Thursday, September 18, 2014

What Matters: Muncy Women’s Prison High School Graduation Remarks, September 18th, 2014


Wendy Lynne Lee, 3 yr.s old, 1963

Well more than a hundred years ago, the great philosopher John Locke argued that the unique identities of persons—of individuals like you and I—were woven out of our memories, sewn out of the stories we tell about ourselves. 

And while those stories may become, like tattered jeans, worn over time, or re-embroidered with a bit more sparkle and shine than their originals, what matters about them is that they’re ours—that no one else can tell them quite like I can tell mine—or you can tell yours.

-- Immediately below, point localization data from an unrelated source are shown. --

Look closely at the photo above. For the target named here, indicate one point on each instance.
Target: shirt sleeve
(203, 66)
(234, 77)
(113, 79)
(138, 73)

Wendy Lynne Lee and her Mother,
Gloria Frances Lee, 1959

Here’s just a little bit of mine:

Crazy but true, I was actually trained for some years to follow my Aunt Evelyn into the ballet.  This was not because my family was especially affluent—we were the middle of the middle class. It wasn’t because I was good at toe-shoes; I wasn’t. 

It was because my parents—like many of yours—aspired to give their kids more than they had had. While I’m sure I didn’t recognize it at the time, I see now that that aspiration is elemental to my own identity. 

Indeed, the lesson I absorbed at my father’s knee was that we must justify our existence through the contributions we make to others. So, by the time I was 10, I had decided to be a writer. Not dancing. Not music. Words

Wendy Lynne Lee
Christmas, 1961

Good, bad, or ugly, that thread of identity—that narrative about my own narrative—is the very air and water of my existence. It is the road for my own contribution, sketched out in words, paved in pencil.

Nonetheless, for whatever my high-fallutin’ aspirations, reality is not a patient place. By the time I finished high school in 1977, I was already working. My dad had died at just 49 from brain cancer, and my mom—to whom I remain close—could not support me. 

My dad, Jack Everett Lee
So I married at 17 and promptly went to work as an assembly line laboror—a job that anyone smarter than a gopher would quickly discover was mind-numbing and body-destroying.  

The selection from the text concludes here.